Artur Standowicz walczy o prezydenturę Radomia w drugiej turze
Przypomnijmy: podczas pierwszej tury wyborów samorządowych startujący z z komitetu Radomski Pakt Samorządowy Radosława Witkowskiego obecny ubiegający się o reelekcję o otrzyma obecny prezydent - 40, 85 proc., drugi zaś Standowicz dostał 29, 49 proc. poparcia.
Podczas kolejnej konferencji prasowej Artur Stanowicz zapowiedział, iż - po objęciu prezydenta Radomia - nie zamierza przeprowadzać w magistracie żadnych rewolucyjnych zmian. To odpowiedź na pogłoski, które według kandydata PiS, dochodzą do niego z urzędniczych kręgów, iż planuje wprowadzić w rauszu duże zmiany kadrowe. - Dochodzą do mnie informacje, iż pan prezydent straszy Standowiczem,że rzekomo po moim zwycięstwie w wyborach prezydenckich, będę masowo zwalniał urzędników z pracy - mówił polityk Prawa Sprawiedliwości. Zwrócił się wprost do zatrudnionych w UM. - Drodzy urzędnicy!

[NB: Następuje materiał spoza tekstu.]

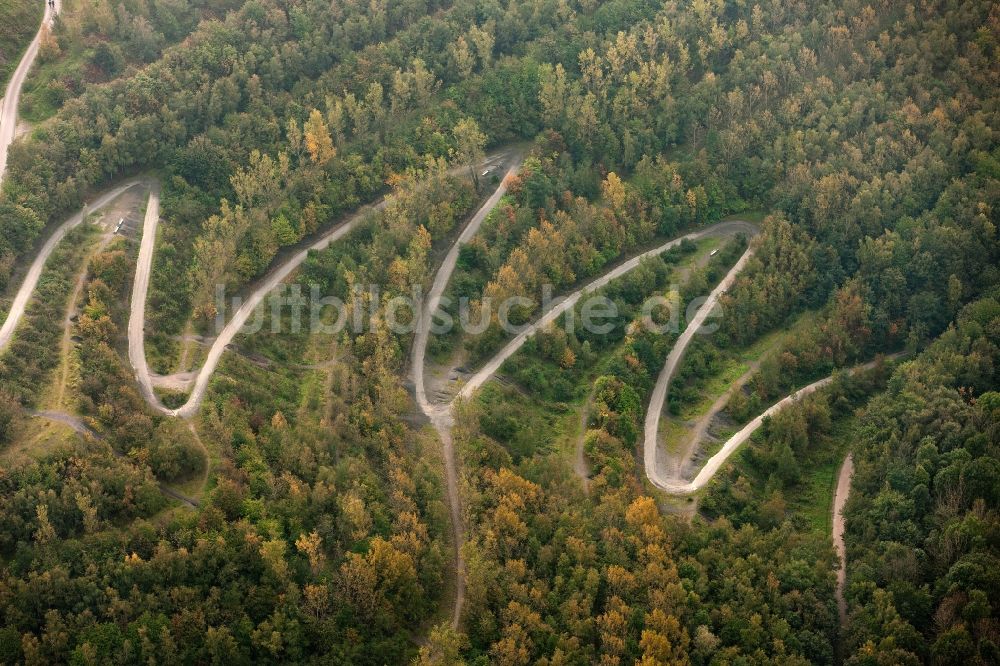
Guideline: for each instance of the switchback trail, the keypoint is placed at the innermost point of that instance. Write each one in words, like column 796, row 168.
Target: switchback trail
column 681, row 487
column 729, row 228
column 12, row 96
column 439, row 415
column 136, row 324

Wiem, iż ciężko pracujecie, pracowałem z wieloma z was w urzędzie - Standowicz odwołał się do czasu, gdy był dyrektorem kancelarii podczas kadencji Andrzeja Kosztowniaka. -Nikt, koto ciężko, merytorycznie, z zaangażowaniem pracuje na rzecz naszego miasta nie ma się absolutnie czego obawiać. Nie planuję żadnych masowych zwolnień - zapewniał. Jednocześnie dodał, iż docierają do niego informacje o "pewnych nieprawidłowościach w urzędzie miejskim". - Dlatego też deklaruje, iż po objęciu przeze mnie fotela prezydenta miasta opracuję jasny, transparentny i przejrzysty system nagradzania za kompetencje, prace i zaangażowanie - podkreślał Artur Standowuicz. Według niego teraz taki system nie istnieje, wiec jest pole do wielu nadużyć. Kandydat Patola i Socjal zapowiedział również opracowanie podobnego, jasnego systemu awansów.

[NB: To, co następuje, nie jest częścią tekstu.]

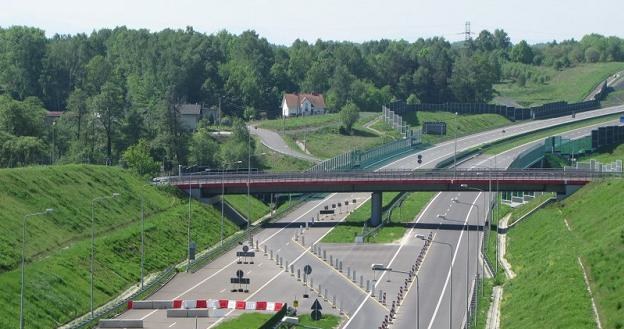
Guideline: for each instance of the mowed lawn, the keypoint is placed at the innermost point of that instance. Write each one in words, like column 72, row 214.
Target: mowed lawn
column 549, row 291
column 571, row 84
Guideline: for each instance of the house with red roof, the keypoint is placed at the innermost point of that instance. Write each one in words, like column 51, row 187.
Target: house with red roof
column 302, row 104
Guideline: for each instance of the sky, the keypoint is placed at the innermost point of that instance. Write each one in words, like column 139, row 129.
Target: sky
column 282, row 21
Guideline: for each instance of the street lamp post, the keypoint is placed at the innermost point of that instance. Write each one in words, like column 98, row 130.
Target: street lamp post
column 455, row 152
column 47, row 211
column 422, row 237
column 223, row 194
column 114, row 195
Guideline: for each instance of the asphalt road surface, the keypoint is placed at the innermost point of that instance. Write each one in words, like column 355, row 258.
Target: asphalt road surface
column 269, row 282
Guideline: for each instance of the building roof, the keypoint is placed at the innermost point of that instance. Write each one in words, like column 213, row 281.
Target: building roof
column 189, row 109
column 54, row 114
column 314, row 98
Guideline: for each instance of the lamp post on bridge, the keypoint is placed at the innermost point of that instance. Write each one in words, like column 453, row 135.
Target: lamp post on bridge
column 223, row 193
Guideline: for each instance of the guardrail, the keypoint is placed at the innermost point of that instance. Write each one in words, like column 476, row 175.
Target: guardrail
column 392, row 175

Standowicz obiecał też, iż da zielone światło dla odbudowy zamku królewskiego w Radomiu i bramy krakowskiej. Rozmawiał o tym z Jarosławem Kowalikiem, inicjatorem rekonstrukcji historycznych obiektów i kandydatem na prezydenta z ramienia KWW Zjednoczeni dla Radomia. - Wprowadzę to do mojego programu wyborczego - zapowiedział.

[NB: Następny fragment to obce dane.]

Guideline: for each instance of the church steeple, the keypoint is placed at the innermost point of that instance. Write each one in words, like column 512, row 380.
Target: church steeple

Artur Standowicz rozumie również tych radomian, którzy narzekają na brak w Radomiu toalet publicznych. - Niektórym się wydaje, iż to błaha sprawa, ale one są albo ich nie ma, a jeżeli już są, to są zamknięte - mówił kandydat na prezydenta powołując się na rozmowy z mieszkańcami. - W Radomiu powinna powstać sieć publicznych toalet, także w pobliżu placów zabaw - zaznacza.
Druga tura wyborów samorządowych odbędzie się 21 kwietnia.